53. MR WISE:  Of course, and one understands that.

54. MR SAMUELS:  Can I ask one point.  If that is my Lord's intention it may be that the costs of these proceedings could be reserved to any such proceedings.

55. MR JUSTICE KEITH:  I do not think so.  I do not think so.  I have said what I have said.  It will be on the record and it can be drawn to the attention of the judge who decides the negligence claim, if it ever gets that far.

56. MR SAMUELS:  My Lord, yes.

57. MR WISE:  As your Lordship appreciates, it is usual for courts to make costs order with respect to the discrete aspects of cases and not to reserve costs to a later date, as my learned friend suggests.  But your Lordship has dealt with that. 

58. The other matter is appeal, my Lord.  It is always unattractive to ask a judge for permission to appeal against a judgment they have given.  But nevertheless we do, and for this important reason  

59. MR JUSTICE KEITH:  Yes.

60. MR WISE:  Your Lordship has been referred to a number of cases which have said that the assessments in care planning of needy children, such as my clients, must be done with precision and in such a way that there is clarity as to what their needs are and how those needs are going to be met.  Your Lordship's judgment is not consistent, we would say, with those judgments, albeit that they are first instant judgments and your Lordship of course is not bound by them.  Your Lordship has said in particular in the judgment in the present case that it was sufficient for the local authority to address the dimensions and domains and plainly the latter documents do show that the authority did address their mind to it    in the main, at any rate.  We would contend that the guidance requires local authorities to go further than merely to address these issues but to have very specific assessments of need which result in the detailed plans that both Richards J (as he then was) and Munby J have referred to in the cases.  There is a further issue as well    that of course is of some wider application.  There is a further issue which is of some wider import as well and that is that the contention of the local authority in this case is that a range of documents can cumulatively be considered to meet the demands of the statutory guidance and they have succeeded in that submission.  The public importance of that is that that means that authorities generally will be entitled to have a number of disparate documents    and your Lordship has seen the difficulty in pulling those together even during these proceedings    rather than putting the assessments and care plans all in one document, as we would contend that the statutory guidance envisages.  The implications are very significant so far as other authorities and other children in need are concerned. 

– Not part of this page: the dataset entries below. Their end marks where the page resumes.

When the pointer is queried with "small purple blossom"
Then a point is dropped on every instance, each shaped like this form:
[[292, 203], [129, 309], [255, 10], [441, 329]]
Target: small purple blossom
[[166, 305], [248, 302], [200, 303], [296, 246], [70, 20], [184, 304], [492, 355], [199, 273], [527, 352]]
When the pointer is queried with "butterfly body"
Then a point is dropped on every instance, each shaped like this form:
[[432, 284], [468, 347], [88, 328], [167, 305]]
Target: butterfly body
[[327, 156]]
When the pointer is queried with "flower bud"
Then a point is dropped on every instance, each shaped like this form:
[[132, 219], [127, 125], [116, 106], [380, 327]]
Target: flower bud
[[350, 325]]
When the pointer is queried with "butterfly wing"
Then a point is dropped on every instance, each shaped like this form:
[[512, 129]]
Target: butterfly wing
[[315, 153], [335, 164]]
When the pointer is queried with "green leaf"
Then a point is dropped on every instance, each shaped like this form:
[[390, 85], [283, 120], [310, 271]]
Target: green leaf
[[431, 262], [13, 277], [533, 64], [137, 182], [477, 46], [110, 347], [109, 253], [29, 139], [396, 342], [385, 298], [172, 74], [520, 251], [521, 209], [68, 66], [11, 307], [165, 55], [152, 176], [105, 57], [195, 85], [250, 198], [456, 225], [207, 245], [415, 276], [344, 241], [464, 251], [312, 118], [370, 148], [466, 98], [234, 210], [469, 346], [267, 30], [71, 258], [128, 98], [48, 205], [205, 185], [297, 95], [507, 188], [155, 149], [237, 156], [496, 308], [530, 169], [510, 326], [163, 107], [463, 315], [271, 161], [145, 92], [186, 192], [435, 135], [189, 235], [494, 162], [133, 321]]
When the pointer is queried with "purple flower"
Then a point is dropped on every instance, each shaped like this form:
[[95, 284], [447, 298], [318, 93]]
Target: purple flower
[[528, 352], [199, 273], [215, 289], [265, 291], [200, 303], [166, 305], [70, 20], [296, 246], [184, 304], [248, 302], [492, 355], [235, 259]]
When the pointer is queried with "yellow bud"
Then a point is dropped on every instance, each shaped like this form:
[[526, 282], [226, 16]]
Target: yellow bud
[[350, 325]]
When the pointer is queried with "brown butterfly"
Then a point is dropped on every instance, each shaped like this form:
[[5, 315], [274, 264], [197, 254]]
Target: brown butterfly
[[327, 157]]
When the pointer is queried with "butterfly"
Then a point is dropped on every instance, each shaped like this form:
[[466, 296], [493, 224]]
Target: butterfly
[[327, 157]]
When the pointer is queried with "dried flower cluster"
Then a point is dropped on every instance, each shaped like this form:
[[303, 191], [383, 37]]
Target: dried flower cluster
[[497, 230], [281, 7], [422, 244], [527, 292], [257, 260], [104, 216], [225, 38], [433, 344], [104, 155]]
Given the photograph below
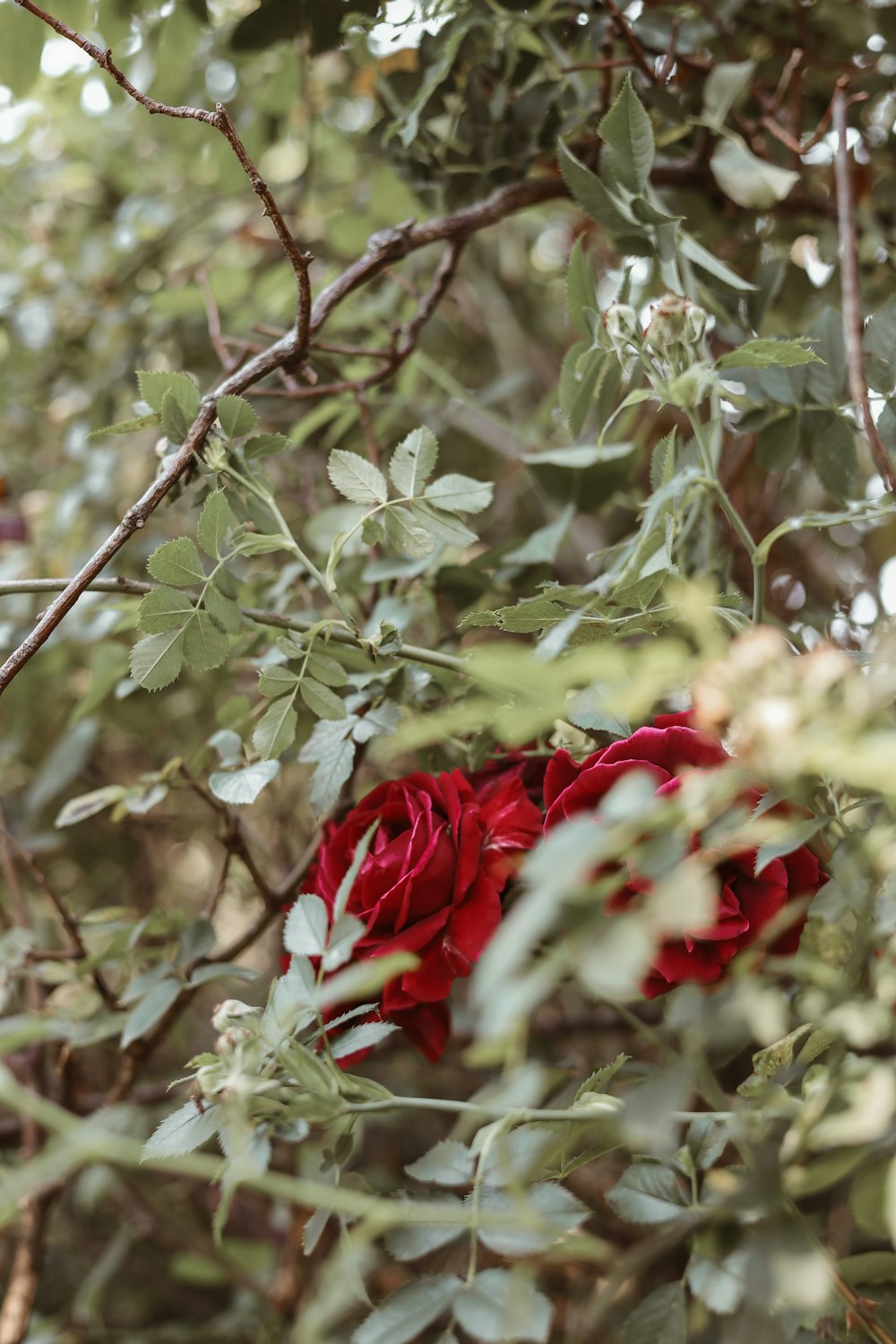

61. So for those two reasons principally, my Lord, I would invite your Lordship to grant permission to appeal.

62. MR JUSTICE KEITH:  Thank you, Mr Wise.  I do not think that the grounds of appeal you have identified are sufficiently arguable to warrant my granting permission to appeal, and you will have to go to the Court of Appeal itself for permission.

63. MR WISE:  Very well, my Lord.

64. MR JUSTICE KEITH:  Thank you both for the help you have given me.